No hubo ninguna consulta a las comunidades indígenas. Nadie nos preguntó nada
Al momento de escribir este artículo, se esperaba una reunión final con el Banco Mundial e indígenas de los cuatro municipios afectados para firmar los acuerdos con los pueblos indígenas de los cuatro municipios. Sin embargo, las restricciones de viajes en el país debido a la pandemia, no lo han permitido. A pesar de ello, las comunidades están listas para presentar sus proyectos al ente internacional y recibir el PPI. San Ignacio, San Rafael y San Miguel, invertirán el dinero en centros comunitarios donde puedan tener sus oficinas administrativas, salas de reuniones y alojamientos para recibir a los visitantes; mientras que San José planea invertir en proyectos agrícolas, artesanías y perforación de pozos para proteger el agua que cada vez se hace más escasa en este bosque.
La carretera, ¿un mal necesario?
A pesar de la preocupación existente, Luisa Are, tesorera de la comunidad de Miraflores, en San Rafael, dice que ya ha empezado a sentir los beneficios de la carretera. “Aquí las familias tienen siete, ocho hijos, muchas son madres solteras, y con esta construcción nos llega algo de dinero. Por ejemplo, los trabajadores nos pagan por lavar su ropa”, dice Are.

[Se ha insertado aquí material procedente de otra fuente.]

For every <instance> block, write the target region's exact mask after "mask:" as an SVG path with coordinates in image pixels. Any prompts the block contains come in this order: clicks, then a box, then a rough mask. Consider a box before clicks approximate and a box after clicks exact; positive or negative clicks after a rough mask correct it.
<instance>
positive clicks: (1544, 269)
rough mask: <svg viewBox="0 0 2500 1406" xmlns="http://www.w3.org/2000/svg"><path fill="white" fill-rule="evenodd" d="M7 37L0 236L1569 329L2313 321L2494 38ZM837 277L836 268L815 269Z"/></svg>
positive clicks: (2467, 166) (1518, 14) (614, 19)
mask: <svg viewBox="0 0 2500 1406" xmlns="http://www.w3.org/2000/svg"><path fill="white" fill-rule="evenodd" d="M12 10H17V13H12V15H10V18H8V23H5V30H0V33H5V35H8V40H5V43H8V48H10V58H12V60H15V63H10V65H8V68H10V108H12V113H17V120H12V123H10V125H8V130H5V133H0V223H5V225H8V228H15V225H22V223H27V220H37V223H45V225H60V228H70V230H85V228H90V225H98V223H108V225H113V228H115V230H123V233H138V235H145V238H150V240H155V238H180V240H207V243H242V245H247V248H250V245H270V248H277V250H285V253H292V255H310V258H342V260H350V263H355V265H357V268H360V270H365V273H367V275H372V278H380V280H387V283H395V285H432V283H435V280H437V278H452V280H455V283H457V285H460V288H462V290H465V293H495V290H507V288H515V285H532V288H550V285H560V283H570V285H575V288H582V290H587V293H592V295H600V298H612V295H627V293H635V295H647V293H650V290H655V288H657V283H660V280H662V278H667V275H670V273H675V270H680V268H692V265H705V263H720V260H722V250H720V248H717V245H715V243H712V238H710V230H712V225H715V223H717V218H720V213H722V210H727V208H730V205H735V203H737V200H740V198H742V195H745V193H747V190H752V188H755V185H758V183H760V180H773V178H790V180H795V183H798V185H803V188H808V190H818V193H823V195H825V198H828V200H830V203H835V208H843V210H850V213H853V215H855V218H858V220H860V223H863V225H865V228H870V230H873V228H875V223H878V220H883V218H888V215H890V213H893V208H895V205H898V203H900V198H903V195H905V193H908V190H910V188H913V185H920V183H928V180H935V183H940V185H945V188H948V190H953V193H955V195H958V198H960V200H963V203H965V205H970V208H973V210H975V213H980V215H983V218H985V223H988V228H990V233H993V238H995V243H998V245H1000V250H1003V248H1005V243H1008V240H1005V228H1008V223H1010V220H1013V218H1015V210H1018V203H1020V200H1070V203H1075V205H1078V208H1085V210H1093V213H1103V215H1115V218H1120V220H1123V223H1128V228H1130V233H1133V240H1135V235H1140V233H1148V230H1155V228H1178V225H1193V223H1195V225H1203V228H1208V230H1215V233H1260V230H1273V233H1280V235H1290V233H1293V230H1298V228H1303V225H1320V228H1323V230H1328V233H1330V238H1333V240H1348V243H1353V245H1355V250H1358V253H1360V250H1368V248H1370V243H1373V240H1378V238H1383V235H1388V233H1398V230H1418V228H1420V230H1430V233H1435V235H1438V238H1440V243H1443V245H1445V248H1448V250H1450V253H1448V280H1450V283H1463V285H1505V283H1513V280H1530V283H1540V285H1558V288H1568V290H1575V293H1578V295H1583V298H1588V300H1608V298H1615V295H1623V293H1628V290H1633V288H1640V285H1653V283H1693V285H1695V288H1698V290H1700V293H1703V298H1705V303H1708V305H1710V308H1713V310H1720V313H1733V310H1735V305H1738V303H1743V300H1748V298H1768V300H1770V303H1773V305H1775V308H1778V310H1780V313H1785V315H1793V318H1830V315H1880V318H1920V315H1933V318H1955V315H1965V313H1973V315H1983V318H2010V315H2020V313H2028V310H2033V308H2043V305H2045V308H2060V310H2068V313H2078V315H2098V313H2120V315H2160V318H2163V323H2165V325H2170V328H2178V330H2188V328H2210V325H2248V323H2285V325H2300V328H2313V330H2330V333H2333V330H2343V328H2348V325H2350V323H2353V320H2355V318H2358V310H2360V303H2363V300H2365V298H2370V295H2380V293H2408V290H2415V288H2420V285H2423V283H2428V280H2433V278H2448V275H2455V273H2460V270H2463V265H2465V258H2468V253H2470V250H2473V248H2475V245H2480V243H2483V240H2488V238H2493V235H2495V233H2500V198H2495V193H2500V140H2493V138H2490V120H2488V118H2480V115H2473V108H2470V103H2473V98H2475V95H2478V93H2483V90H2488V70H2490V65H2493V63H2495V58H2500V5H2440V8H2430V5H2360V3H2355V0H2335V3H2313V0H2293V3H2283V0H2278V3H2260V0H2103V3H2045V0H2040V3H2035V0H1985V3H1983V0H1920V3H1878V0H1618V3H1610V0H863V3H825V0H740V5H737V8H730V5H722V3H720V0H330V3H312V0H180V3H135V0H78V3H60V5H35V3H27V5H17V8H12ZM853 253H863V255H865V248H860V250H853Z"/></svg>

Sin embargo, según Silvia Molina, ingeniera civil e investigadora del Centro de Estudios para el Desarrollo Laboral y Agrario (Cedla), la carretera sólo reforzará el modelo económico basado principalmente en la expansión de la frontera agrícola y la ganadería. Ella tiene un tono ominoso sobre el proyecto, y para el futuro de la Chiquitania: “Es todo un proceso en el que la región ya no es definida por quienes la habitan, sino por las empresas y los comerciantes de tierras”.
Este reportaje fue realizado con el apoyo de La Región de Bolivia y Red Ambiental de Información (RAI).